- Born: July 26, 1923
- Died: August 22, 1990 (aged 67)
- Engineering career
- Institutions: Collectors Club of New York American Philatelic Society Philatelic Foundation
- Projects: Prize winning collector of stamps, and active in promoting philately
- Awards: APS Hall of Fame

= Lynne S. Warm-Griffiths =

American philatelist

Lynne S. Warm-Griffiths (July 26, 1923 – August 22, 1990), of New Orleans, New York City, and California, was a philatelist who created award-winning collections and helped stamp collecting by participating actively in various philatelic organizations.

==Collecting interests==
Her philatelic collections were specialized and included collections of United States postage stamps used overseas between 1894 and 1904, United States Newspaper stamps, Periodical stamps and First Bureau Issues.
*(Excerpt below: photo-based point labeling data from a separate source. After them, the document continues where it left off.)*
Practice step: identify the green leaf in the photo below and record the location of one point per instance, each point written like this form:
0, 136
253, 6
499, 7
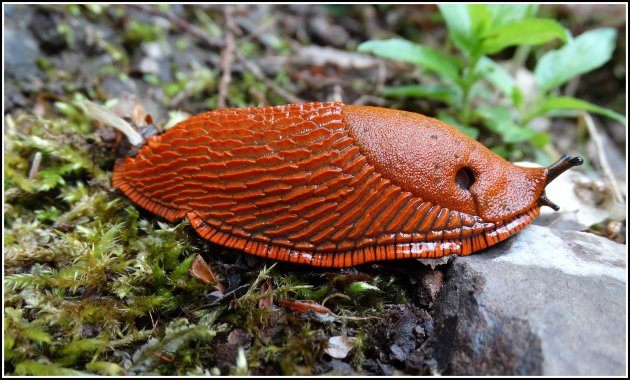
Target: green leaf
498, 120
567, 102
501, 79
356, 288
501, 14
106, 368
450, 120
466, 24
446, 94
459, 25
406, 51
531, 31
587, 52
Her collections won awards at major stamp exhibitions.

==Philatelic activity==
Lynne S. Warm-Griffiths was very active within the philatelic community, serving in a number of posts at the Crescent City Stamp Club in New Orleans, at the Collectors Club of New York, and at the Federated Philatelic Clubs of Southern California. In addition, Lynne was active within the American Philatelic Society and at the Philatelic Foundation.

==Honors and awards==
Warm-Griffiths was named to the American Philatelic Society Hall of Fame in 1991.